The fact that local contractors were often overlooked because of unsuitability does not hold merit, Hart contends.
He recalled that the findings of the Uff Commission of Enquiry into Udecott and the public construction sector reported that local contractors were the equal of the foreigners.
Hart further claimed that government agencies such as Udecott, NIPDEC and the Housing Development Corporation had managed projects poorly through a lack of understanding of their role and inadequacy of staff.
“That is not to say that inexperienced contractors did not perform badly. Good procurement practice requires that the experience of the contractor should match the needs of the project,” said Hart.
“However, if incompetent managers awarded contracts to the wrong companies and then failed to manage the projects effectively, cost and time overruns are inevitable.”
Education Minister Dr Tim Gopeesingh raised this concern recently when he read the riot act to local contractor Broadway Properties Limited to complete construction of two schools in south Trinidad.
“When contractors don’t get the jobs from Trinidad, they say they are being left out. But perform. And if you are not performing get out of the job. Tell us that you cannot perform...This can’t continue,” an irate Gopeesingh said during a visit to the still to be completed Pleasantville Secondary School.

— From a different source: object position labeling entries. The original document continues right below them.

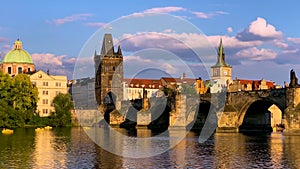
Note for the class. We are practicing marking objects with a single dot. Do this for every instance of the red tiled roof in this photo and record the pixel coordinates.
(270, 84)
(149, 83)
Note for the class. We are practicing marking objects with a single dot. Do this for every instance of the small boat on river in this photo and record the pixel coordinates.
(7, 131)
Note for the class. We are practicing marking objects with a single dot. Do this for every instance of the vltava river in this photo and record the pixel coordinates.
(72, 148)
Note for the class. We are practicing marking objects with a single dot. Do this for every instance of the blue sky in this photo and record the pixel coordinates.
(261, 38)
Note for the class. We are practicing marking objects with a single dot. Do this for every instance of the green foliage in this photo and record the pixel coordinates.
(18, 98)
(63, 106)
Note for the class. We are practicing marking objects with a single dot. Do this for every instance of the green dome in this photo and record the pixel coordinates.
(17, 55)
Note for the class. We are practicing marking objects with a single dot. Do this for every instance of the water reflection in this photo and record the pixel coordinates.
(16, 149)
(72, 148)
(49, 151)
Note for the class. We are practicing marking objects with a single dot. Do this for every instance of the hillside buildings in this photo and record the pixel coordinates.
(18, 61)
(48, 86)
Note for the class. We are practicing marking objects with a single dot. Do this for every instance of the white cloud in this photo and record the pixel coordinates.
(256, 54)
(72, 18)
(169, 68)
(168, 40)
(261, 28)
(233, 42)
(280, 44)
(167, 9)
(229, 29)
(3, 39)
(294, 40)
(208, 15)
(95, 24)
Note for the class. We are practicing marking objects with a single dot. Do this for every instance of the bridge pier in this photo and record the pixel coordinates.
(292, 112)
(227, 120)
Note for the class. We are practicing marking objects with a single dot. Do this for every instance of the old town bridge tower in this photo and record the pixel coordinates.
(109, 74)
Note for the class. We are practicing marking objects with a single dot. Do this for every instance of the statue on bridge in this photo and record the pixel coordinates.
(293, 79)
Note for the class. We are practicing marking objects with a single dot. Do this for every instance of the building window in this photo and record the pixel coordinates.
(45, 101)
(58, 84)
(45, 111)
(216, 72)
(9, 70)
(19, 70)
(45, 83)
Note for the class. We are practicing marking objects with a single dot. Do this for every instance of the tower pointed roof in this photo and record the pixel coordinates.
(17, 54)
(119, 50)
(221, 56)
(107, 46)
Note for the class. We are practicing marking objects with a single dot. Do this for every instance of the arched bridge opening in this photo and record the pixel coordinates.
(261, 116)
(203, 110)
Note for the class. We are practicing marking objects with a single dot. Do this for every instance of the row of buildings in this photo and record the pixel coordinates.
(91, 92)
(18, 61)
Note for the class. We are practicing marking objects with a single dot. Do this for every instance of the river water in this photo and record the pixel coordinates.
(72, 148)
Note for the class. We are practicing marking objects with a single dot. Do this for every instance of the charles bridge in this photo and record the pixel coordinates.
(231, 111)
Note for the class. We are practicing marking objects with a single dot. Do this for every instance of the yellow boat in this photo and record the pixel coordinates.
(39, 129)
(48, 128)
(7, 131)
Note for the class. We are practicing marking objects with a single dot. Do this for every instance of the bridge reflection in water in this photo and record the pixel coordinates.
(72, 148)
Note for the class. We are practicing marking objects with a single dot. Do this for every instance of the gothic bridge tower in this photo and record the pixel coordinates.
(220, 72)
(109, 74)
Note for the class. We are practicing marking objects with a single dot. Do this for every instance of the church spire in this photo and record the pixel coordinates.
(18, 44)
(221, 56)
(107, 46)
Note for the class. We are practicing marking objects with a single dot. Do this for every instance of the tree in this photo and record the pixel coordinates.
(63, 106)
(18, 98)
(24, 95)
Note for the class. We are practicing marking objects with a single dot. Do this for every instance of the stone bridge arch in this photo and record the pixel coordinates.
(245, 102)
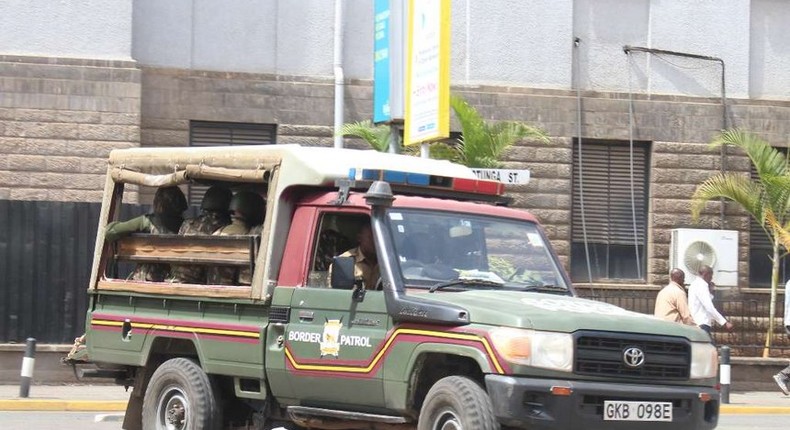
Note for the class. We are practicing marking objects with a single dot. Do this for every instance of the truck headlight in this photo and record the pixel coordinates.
(543, 349)
(704, 360)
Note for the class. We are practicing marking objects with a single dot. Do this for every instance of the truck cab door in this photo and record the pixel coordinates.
(332, 340)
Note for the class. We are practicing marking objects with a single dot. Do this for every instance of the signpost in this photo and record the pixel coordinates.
(382, 62)
(505, 176)
(428, 72)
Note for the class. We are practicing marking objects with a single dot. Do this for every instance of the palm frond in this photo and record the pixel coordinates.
(766, 159)
(483, 144)
(377, 136)
(735, 187)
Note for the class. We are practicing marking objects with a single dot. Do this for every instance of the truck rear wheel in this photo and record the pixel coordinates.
(180, 397)
(457, 403)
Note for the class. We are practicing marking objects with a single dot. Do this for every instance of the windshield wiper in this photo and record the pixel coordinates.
(465, 281)
(546, 287)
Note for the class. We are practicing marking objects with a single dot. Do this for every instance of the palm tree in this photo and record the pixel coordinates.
(377, 136)
(481, 143)
(766, 198)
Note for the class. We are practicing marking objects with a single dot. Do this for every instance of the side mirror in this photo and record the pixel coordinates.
(342, 273)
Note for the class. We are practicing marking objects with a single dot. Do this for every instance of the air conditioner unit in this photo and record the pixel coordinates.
(692, 248)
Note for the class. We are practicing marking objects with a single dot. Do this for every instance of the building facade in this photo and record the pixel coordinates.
(629, 123)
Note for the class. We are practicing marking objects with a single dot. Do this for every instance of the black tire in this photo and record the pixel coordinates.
(180, 397)
(457, 403)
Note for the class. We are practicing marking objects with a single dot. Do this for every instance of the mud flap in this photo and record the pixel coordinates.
(133, 418)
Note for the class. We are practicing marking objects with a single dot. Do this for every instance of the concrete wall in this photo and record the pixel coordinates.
(514, 42)
(257, 36)
(98, 29)
(59, 119)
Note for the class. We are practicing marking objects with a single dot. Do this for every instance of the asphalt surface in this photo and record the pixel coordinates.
(112, 399)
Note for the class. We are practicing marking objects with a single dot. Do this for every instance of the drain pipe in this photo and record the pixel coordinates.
(338, 70)
(724, 122)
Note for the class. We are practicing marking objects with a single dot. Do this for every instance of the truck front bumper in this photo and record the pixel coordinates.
(529, 403)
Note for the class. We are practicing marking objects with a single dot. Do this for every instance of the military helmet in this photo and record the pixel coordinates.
(217, 198)
(250, 205)
(169, 200)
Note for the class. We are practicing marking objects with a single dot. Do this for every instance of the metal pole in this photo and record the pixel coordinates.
(394, 147)
(28, 362)
(724, 374)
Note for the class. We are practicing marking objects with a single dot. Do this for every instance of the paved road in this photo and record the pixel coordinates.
(55, 421)
(87, 421)
(753, 422)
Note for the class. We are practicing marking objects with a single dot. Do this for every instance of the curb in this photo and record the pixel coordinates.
(63, 405)
(753, 410)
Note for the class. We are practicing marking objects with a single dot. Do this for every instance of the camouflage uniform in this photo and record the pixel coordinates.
(330, 244)
(150, 223)
(245, 275)
(227, 275)
(248, 208)
(204, 224)
(364, 268)
(169, 203)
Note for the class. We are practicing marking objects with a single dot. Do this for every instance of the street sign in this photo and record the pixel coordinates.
(505, 176)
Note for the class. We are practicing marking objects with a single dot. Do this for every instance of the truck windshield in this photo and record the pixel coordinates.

The school was supposed to have been completed this month, but the deadline has been pushed to August next year.
Gopeesingh announced his intention to ask the Education Facilities Company Limited (EFCL) to review all contracts, insisting there should be a penalty for non-performance.

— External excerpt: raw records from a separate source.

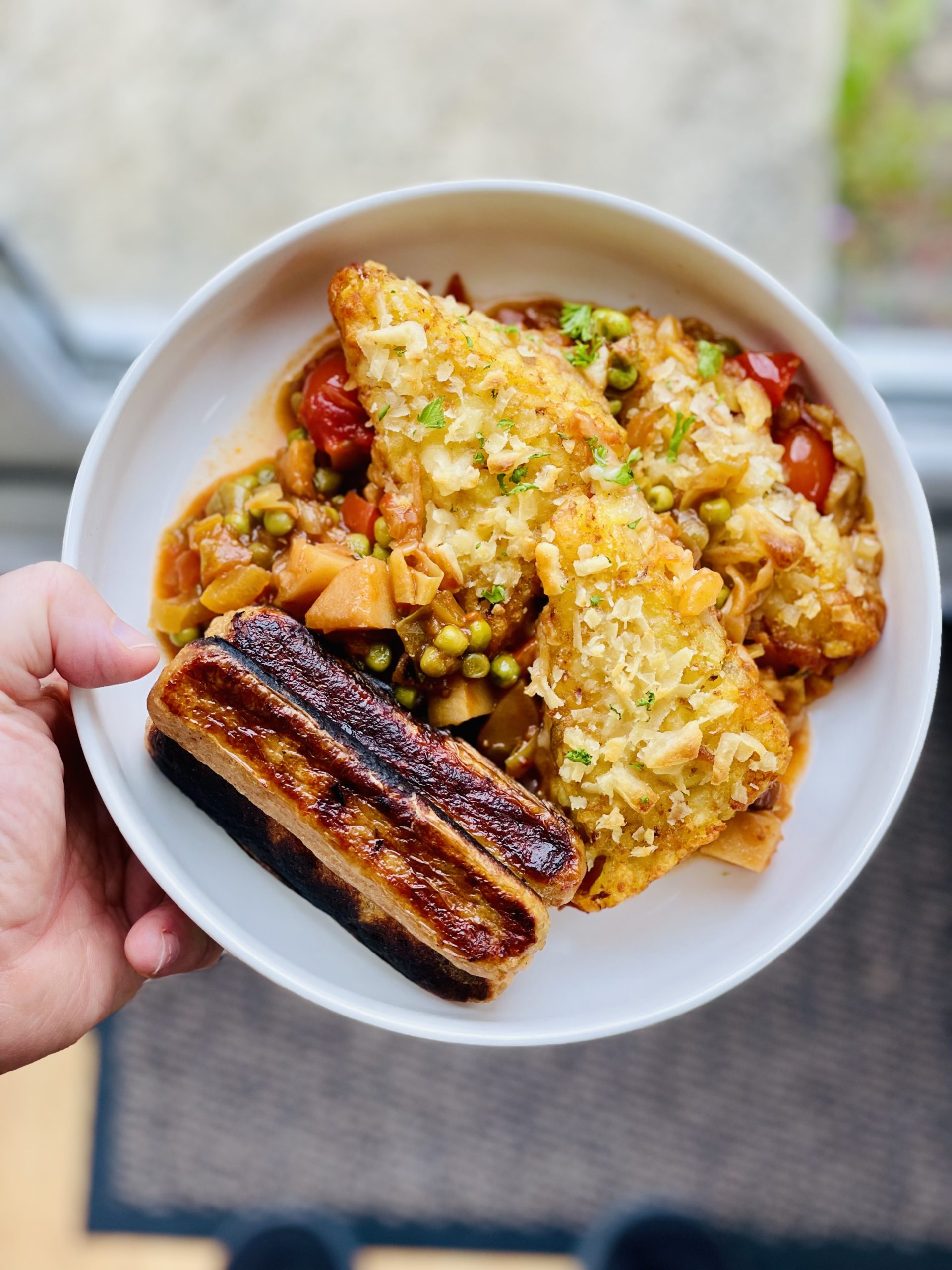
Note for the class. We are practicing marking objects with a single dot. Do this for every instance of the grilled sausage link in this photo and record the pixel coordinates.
(524, 832)
(361, 818)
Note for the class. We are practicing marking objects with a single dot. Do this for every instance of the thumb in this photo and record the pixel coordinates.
(56, 620)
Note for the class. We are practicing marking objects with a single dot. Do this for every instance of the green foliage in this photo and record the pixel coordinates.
(883, 130)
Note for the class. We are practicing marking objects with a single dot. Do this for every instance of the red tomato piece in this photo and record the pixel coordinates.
(774, 371)
(334, 416)
(358, 515)
(809, 463)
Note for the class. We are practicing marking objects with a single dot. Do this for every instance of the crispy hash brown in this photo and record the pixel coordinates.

But Broadway’s project manager Patrick Drakes, said Gopeesingh’s comments were unfortunate as several factors had contributed to the failure to meet the deadline date. As is sometimes the case, Drakes said the scope of work had changed due to unforseen circumstances.
Joseph does not believe many local contractors were overlooked because of inability to perform certain jobs.
“I do not agree with that position at all. If all the parties involved in a contract do their work from the start the issue of shoddy work would never arise at any advance stages of a contract as all contracts have adequate mechanisms to deal with this,” he argued.
Hart feels encouraged by Warner’s insistence in forging closer ties with the construction sector.
“Because this is the very opposite to what his predecessor did,” he said. “However, Mr Warner’s early suggestion that contractors who give something for free, will be favoured by Government for the award of contract, should be rejected because it opens the door to possible corruption.”
Joseph was cautious in his assessment of the minister’s gesture.
“Mr Warner is a politician and I have learnt over the years never to take much comfort in what politicians promise to do,” he said. “What I would say is that I accept what Mr Warner said with caution and look forward to a more meaningful relationship with this new administration.”
On Warner’s suggestion, during his address, that the sector establish a self-regulatory mechanism to govern its affairs, both Hart and Joseph said the matter had been on the drawing board for decades.
“It started receiving attention during the last months of the last administration’s term in office, so we are happy to have the support of Mr Warner to continue the process,” Joseph said.
And, on the issue of corruption within the industry, Hart called on the Government to implement the provisions of the White Paper on the reform of the public sector performance regime as well as the recommendations of the Uff Commission.
“The sector should adopt the mantra ‘Transparency, Accountability and Value for Money,’ whenever public money is being spent,” he added.
Joseph said the only measure that could minimise corruption in the procurement process was the proposed Public Procurement and Disposal of Public Property Bill 2010 “with the JCC”s recommendations and/or amendments.”